Karol Markowicz, New York Post

“A 2015 study by sociologists at Cornell and Washington University in St. Louis of 44 years of income data found that about 12% of the U.S. population will rank in the top 1% for at least one year; 39% in the top 5% for at least a year; 56% in the top 10%; and 73% in the top 20%. At the same time only about 0.6% of people will stay in the top 1% for 10 consecutive years…Judging by their tax returns, most Democrats running for President have done well for themselves. Good for them. So why do they want to make it harder for others to achieve the same level of prosperity and take away more of their wealth if these Americans succeed?”
Editorial Board, Wall Street Journal

Regarding the Fox News town hall, “Sanders is smart to cross the media aisle… his appearance on Fox distinguishes him from other Democrats and particularly from Hillary Clinton. Many Republicans who watch Fox News and consume populist media can get the distinct impression that Democrats are just waiting for them to die. That was what was so damaging about Hillary Clinton’s ‘basket of deplorables’ comment and her implication that Trump supporters will have no place in defining American life going forward. Sanders believes in his message so much, he wants to pitch it to you just before you settle in forTucker Carlson Tonight. That’s to his credit.”
Michael Brendan Dougherty, National Review

Yet many point out that “it doesn’t really tell us much that a room half full of Democratic voters and Bernie supporters prefer some imaginary, aspirational future where the government pays for health care and there are minimal problems, as opposed to the warts-and-all reality of what we have now… [but] in the end, Sanders doesn’t have a health care plan, so much as a branding strategy for one. Medicare, despite its fiscal unsustainability, is very popular.

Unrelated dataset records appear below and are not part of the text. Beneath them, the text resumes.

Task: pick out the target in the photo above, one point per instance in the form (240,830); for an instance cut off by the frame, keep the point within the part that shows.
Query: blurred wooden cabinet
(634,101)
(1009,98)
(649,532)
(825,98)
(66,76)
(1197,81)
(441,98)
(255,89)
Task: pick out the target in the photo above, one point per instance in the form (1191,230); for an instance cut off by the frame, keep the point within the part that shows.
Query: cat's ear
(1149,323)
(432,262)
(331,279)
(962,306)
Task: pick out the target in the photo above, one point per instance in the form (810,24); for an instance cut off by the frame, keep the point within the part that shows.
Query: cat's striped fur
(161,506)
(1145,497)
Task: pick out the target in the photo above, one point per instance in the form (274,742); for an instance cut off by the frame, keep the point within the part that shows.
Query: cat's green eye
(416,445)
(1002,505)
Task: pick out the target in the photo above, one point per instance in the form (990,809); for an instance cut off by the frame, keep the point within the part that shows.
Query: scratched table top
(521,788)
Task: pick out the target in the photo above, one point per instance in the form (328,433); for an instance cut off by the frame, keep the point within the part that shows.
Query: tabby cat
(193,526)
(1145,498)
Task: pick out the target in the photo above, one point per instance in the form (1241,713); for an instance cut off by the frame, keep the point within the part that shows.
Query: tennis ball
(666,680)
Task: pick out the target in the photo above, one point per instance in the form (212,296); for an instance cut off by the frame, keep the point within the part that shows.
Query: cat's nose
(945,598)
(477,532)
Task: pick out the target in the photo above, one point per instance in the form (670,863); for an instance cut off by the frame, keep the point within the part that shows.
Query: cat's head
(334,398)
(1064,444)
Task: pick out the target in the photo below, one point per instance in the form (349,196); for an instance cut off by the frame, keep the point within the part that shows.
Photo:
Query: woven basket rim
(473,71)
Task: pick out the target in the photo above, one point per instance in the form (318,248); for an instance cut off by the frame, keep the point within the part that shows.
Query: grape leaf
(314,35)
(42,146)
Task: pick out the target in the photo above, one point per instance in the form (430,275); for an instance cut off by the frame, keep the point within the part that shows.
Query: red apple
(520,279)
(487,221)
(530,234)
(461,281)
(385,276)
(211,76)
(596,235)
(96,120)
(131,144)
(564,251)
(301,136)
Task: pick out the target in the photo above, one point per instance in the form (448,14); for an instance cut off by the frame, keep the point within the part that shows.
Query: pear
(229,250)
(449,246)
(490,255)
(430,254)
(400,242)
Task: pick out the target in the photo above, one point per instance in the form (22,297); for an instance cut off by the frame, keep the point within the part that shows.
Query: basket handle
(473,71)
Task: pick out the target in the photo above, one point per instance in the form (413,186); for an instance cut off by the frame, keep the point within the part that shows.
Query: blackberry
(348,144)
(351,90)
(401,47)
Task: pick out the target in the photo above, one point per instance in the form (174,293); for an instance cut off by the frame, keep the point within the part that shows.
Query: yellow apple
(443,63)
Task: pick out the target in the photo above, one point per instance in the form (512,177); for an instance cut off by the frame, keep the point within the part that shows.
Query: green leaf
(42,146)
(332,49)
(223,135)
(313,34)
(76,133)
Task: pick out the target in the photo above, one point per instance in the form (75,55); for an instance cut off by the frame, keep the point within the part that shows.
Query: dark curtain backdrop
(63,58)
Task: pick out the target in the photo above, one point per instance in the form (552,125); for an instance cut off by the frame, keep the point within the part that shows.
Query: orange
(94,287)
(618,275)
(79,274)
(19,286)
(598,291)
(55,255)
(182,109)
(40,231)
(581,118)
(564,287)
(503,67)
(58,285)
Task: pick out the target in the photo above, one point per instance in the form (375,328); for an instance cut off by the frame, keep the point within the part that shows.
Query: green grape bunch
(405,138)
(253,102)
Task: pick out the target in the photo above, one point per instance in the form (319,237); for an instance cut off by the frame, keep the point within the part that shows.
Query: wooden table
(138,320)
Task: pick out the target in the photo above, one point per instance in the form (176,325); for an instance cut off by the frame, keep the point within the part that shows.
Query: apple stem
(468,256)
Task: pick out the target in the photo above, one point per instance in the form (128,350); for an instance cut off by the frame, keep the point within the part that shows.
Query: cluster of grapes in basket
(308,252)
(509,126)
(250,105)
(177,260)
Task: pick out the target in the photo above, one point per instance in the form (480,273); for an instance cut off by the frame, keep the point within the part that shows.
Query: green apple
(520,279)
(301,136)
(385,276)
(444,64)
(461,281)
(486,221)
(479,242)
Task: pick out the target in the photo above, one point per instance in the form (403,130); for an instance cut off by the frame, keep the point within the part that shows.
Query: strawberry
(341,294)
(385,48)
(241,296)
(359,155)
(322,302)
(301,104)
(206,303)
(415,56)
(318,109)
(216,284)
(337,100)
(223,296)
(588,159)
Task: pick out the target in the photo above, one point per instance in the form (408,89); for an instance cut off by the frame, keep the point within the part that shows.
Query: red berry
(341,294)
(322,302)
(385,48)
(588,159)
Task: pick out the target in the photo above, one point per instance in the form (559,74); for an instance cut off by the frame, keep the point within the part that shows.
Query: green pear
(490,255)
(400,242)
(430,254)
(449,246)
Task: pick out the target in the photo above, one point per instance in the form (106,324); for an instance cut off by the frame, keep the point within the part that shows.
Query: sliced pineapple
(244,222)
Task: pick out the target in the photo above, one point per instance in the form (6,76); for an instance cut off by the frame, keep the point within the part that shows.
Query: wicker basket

So calling government-run health care ‘Medicare for all’ is a stroke of genius, insofar as it makes the American public more receptive to socialist ideas.”
Mark Hemingway, The Federalist

“If Joe Biden can win his way through the primaries, he’s almost lab-engineered to beat Trump. He doesn’t cause Republican panic, he has the potential to connect with white working-class voters in a way that Hillary couldn’t in 2016, and he has a potential to connect better with black voters than Hillary did… if Biden emerges from [this] crucible, Trump will face a very different challenge than he faced in 2016.”
David French, National Review

A libertarian's take

“[Bernie] stepped into one of the more significant filter bubbles that divide red from blue America. He was decent in his manner, pleading for comity, embracing universalist rather than identitarian language, decrying racial injustice and anti-Muslim demagoguery, and mincing no words in correctly labeling Trump a pathological liar. His strengths outshone his flaws in front of a TV audience that many Democrats have a hard time reaching, having written it off as deplorable, if not irredeemable. He showed other Democratic candidates the way forward and warmed up the Fox audience to left-wing ideas. For having a constructive discussion despite their significant differences, Sanders and Fox deserve congratulations and that highest form of flattery: imitation.”